[MPICH] MPICH2 startup w/ PBS
Adam Hock
ahock at ittc.ku.edu
Tue Apr 4 11:49:32 CDT 2006
I have spent some time developing the following scripts. They are not
perfect but they do get the job done. I use them a prologue and epilogue
scripts.

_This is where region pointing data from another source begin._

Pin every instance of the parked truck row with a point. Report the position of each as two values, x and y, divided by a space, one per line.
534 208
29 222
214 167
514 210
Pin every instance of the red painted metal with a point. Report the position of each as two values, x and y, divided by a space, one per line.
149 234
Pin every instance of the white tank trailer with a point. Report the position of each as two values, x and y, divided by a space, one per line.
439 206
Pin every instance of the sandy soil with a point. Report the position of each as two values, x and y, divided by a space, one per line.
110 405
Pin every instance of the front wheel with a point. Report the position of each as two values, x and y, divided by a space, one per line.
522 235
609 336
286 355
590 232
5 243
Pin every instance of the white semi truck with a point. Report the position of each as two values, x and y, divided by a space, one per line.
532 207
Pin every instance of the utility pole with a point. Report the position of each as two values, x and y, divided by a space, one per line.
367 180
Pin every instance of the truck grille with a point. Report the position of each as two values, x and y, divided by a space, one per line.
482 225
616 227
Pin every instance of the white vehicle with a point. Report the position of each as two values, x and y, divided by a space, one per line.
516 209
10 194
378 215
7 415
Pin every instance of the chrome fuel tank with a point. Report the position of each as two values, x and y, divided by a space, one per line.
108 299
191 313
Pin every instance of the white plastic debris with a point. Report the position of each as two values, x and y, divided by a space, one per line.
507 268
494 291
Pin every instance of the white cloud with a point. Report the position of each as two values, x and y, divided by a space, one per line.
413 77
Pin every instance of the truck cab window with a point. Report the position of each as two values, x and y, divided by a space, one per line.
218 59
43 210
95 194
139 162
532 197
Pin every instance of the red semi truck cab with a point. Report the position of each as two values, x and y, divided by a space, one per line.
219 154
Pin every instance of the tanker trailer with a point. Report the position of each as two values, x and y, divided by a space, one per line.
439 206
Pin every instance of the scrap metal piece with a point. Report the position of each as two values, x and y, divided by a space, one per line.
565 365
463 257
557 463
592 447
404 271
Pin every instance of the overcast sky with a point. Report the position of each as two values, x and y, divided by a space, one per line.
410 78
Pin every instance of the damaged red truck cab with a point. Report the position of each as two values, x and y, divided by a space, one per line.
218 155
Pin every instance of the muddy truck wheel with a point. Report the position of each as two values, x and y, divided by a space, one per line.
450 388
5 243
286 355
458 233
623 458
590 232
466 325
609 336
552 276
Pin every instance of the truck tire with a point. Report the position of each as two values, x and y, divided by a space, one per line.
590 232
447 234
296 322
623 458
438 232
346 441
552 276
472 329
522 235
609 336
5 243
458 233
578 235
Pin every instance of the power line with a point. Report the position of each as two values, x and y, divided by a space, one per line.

These scripts need to be put in /var/spool/PBS/mom_priv on each
node and have the premission of 755
Here are a list of variables you will need to change to make it work on
your system.
$mpich = "/bio/tools/mpich/mpich2-1.0.2-PGI-6.0/bin";
$HOME = "/bio/users";
$log = "/bio/tools/admin/report/log/epilogue.$date";
The log is for getting info about jobs and is not needed.
Feel free to contact me if you have any questions.
Here is the prologue
## prologue script
## for PBSpro to play nice and work with mpich2 daemon system
## Adam Hock - University of Kansas
## 02-07-2006
## Version 1.6
# This script is ran as root and needs to have permissions of 644
# It also needs to be called prologue
# Put this file in ~PBS_INSTALL/mom_priv of all nodes
# The 10 arguments pbs passed in.
$arg1 = shift; # the job id
$arg2 = shift; # the user name under which the job executes
$arg3 = shift; # the group name under whch the job executes
$arg4 = shift; # the job name / not given in prologue
$arg5 = shift; # the session id / not given in prologue
$arg6 = shift; # the requested resource limits (list) / not given in
$arg7 = shift; # the list of resources used / not given in prologue
$arg8 = shift; # the name of the queue in which the ob resides / not
given in prologue
$arg9 = shift; # the account string, if one exits / not given in prologue
$arg10 = shift; # the exit status of the job.
#set to pbs_pro or torque
#pbs_pro = 1
#torque = 0
$mode = 1;
#set divider
$set = 0;
$divide = 0;
#path variables
$mpich = "/bio/tools/mpich/mpich2-1.0.2-PGI-6.0/bin";
$pbs = "/usr/pbs/bin";
$qstat_cm = "qstat -n -1 -u";
#files to make this all work nice and neat
$output = "> /tmp/qstat.$arg1";
$input = "/tmp/qstat.$arg1";
$node_list = "> /tmp/node_list.$arg1";
$list = "/tmp/node_list.$arg1";
$session_list = ">>/tmp/$arg2.session_list";
# $temp_debug =">/tmp/debug";
# open(debug,$temp_debug);
#needed commands
# have to use sudo so that the command is run as the user and not root
$mpdboot = "/usr/bin/sudo -u $arg2 $mpich/mpdboot --remcons";
#Enviroment variable that needs to be set, so that mpdboot can find
# in the users home directory
$HOME = "/bio/users";
#get a queue status, this way we can grab the nodes the queue is going
to use
# write them out to a tmp file
system "$pbs/$qstat_cm $arg2 $output";
#get the job id, so we start daemons for this job only.
@id = split(/\./,$arg1);
#get the list of nodes after you find the right job
if ( $mode == 1) {
foreach $line (@qstat) {
$line =~ m/(\d+)\./;
if ("$1" eq "$id[0]") {
@nodes = split(/\+/,$line);
$size = @nodes;
#get first node don't need it for node list
@first = split(/ /,$nodes[0]);
$size_first = @first;
#checking for multiples of same node.
foreach $elem (@nodes) {
if("$first[$size_first-1]" eq "$elem") {
#$size=$size/2; # need to add divider because diff node types
$divide = $divide + 1;
} }
if ( $mode == 0) {
$c = 0;
foreach $line (@qstat) {
$line =~ m/(\d+)\./;
if ("$1" eq "$id[0]") {
if ( $line =~ /compute\-\d+\-\d+/ ) {
@temp_nodes = split(/\+/,$line);
$temp_size = @temp_nodes;
for ($i=0;$i<$temp_size;$i++) {
if( $temp_nodes[$i] =~ /compute\-\d+\-\d+/) {
if($i == $temp_size-1) {
$nodes[$c] = $temp_nodes[$i];
$c = $c + 1;
} #end for ( $temp_nodes[$i] =~ /compute\-\d+\-\d+/)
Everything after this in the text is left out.